Ble Goude’s international lawyer, Nick Kaufman, said in a statement on Jan. 19 that he had asked ICC prosecutor Fatou Bensouda whether Ble Goude was the subject of an arrest warrant from that court. According to the statement, Bensouda has refused “to confirm or deny whether or not she had or was currently seeking Ble Goude’s surrender to The Hague.”

The ICC has already issued arrest warrants for Laurent and Simone Gbagbo.
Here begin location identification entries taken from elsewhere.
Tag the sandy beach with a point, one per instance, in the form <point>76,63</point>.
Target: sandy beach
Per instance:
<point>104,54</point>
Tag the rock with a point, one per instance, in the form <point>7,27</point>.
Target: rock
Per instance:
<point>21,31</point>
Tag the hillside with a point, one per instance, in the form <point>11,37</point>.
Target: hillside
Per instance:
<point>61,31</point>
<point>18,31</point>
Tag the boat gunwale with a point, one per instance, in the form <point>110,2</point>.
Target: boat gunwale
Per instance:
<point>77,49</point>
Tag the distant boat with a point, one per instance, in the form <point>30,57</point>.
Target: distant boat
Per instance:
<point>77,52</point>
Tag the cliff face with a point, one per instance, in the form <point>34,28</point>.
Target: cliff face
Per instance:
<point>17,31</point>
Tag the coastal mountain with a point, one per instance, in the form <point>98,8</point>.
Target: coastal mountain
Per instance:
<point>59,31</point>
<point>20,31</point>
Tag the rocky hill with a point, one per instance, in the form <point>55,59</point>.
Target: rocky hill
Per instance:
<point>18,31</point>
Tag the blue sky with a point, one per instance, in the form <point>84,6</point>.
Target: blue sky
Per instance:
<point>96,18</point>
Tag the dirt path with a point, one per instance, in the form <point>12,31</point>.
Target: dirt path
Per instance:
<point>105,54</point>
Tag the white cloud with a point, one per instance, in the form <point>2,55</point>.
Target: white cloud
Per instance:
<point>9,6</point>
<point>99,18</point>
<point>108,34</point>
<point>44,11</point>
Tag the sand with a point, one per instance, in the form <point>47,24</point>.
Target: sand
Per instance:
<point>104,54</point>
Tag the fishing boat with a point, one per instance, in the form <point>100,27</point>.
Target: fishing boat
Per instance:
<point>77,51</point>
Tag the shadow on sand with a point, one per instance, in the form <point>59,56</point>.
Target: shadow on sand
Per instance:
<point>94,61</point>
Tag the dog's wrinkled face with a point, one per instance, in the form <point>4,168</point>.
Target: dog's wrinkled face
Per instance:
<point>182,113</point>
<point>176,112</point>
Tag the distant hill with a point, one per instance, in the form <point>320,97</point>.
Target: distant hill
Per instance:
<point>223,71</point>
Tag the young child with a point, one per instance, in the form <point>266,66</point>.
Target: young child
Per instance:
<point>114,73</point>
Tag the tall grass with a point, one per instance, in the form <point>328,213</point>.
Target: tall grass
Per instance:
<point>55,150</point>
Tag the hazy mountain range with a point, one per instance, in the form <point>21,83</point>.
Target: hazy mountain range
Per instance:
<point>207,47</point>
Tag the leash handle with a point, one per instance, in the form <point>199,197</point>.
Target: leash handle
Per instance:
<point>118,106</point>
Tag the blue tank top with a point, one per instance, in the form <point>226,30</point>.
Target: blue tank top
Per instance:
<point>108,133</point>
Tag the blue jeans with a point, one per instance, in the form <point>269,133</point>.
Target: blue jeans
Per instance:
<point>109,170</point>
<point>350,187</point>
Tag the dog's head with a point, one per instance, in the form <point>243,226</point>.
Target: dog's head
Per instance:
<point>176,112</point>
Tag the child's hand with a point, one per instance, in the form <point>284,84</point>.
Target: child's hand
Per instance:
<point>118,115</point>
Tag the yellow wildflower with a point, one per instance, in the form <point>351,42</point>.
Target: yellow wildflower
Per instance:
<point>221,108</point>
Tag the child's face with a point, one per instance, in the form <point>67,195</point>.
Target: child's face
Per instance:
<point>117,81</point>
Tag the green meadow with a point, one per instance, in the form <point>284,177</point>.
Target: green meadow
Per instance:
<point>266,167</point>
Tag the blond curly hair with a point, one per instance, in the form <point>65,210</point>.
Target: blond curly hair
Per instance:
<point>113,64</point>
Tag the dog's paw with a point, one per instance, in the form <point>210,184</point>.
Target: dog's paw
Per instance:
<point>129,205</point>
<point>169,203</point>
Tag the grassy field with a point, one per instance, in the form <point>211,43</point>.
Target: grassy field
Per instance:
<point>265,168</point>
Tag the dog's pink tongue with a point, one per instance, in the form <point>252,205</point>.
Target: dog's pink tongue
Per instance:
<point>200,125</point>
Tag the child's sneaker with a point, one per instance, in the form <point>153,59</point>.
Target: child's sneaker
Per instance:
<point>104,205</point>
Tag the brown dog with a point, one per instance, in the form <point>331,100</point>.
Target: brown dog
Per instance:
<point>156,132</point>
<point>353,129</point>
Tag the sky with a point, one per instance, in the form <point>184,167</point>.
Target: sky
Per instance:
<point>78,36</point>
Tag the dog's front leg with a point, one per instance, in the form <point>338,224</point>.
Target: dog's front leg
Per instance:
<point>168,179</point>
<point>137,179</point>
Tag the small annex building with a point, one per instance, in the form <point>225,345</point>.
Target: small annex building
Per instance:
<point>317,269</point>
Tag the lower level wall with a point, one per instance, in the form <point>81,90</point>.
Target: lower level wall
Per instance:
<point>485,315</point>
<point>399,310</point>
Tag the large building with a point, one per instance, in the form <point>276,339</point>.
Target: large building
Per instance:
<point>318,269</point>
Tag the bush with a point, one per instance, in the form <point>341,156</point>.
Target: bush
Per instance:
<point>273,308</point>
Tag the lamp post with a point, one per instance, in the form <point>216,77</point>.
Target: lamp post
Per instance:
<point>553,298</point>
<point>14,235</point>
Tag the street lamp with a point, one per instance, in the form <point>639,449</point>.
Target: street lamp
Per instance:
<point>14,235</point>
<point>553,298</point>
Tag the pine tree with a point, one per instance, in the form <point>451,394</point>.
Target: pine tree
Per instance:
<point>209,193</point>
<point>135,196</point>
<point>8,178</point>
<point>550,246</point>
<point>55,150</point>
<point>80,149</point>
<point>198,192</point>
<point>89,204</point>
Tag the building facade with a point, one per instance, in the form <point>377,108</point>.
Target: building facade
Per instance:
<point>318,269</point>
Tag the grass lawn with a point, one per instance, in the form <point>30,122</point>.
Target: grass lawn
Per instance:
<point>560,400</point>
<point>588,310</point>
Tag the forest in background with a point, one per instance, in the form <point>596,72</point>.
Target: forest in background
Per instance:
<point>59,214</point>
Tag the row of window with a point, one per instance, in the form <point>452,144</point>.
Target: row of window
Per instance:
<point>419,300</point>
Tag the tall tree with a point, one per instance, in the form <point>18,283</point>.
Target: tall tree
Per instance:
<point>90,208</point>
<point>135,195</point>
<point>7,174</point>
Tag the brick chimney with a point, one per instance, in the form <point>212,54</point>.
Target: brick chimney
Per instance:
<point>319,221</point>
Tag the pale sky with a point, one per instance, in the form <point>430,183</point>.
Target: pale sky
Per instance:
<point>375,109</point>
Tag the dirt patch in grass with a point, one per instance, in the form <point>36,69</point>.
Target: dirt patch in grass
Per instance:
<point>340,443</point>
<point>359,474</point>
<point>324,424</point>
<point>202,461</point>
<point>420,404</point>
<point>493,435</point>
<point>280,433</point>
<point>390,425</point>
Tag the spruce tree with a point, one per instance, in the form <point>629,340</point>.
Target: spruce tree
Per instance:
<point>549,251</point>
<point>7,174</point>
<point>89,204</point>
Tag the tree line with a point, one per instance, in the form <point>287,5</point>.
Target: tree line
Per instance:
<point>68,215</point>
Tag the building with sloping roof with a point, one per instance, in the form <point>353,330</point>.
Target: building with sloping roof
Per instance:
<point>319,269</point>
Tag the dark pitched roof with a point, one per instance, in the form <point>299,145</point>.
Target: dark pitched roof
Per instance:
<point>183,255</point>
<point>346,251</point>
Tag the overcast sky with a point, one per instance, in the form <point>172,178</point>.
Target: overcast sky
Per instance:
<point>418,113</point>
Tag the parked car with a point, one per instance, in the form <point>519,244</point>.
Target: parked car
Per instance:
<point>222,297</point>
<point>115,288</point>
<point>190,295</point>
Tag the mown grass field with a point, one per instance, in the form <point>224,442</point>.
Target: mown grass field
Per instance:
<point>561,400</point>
While Alassane Ouattara’s government allowed for Laurent Gbagbo’s transfer in November 2011, making him the first former head of state to be taken into the court’s custody, it has not yet said whether it will let Simone Gbagbo go or instead try her at home.

Justice Minister Gnenema Coulibaly has previously argued that Côte d’Ivoire’s judiciary has been reformed since Laurent Gbagbo’s transfer in November 2011, and is now capable of trying complex cases stemming from the post-election violence.

Because war crimes constitute one of the three categories of crimes falling under the ICC’s jurisdiction, filing war crimes charges against Ble Goude could be an attempt to strengthen the claim that the country’s judiciary can handle complex cases stemming from the conflict. But concerns still remain.

“The one-sided justice for Côte d’Ivoire’s post-election violence needs to swiftly change if the Alassane Ouattara government is to break from Côte d’Ivoire’s dangerous legacy of impunity,” said Corinne Dufka, senior West Africa researcher at Human Rights Watch.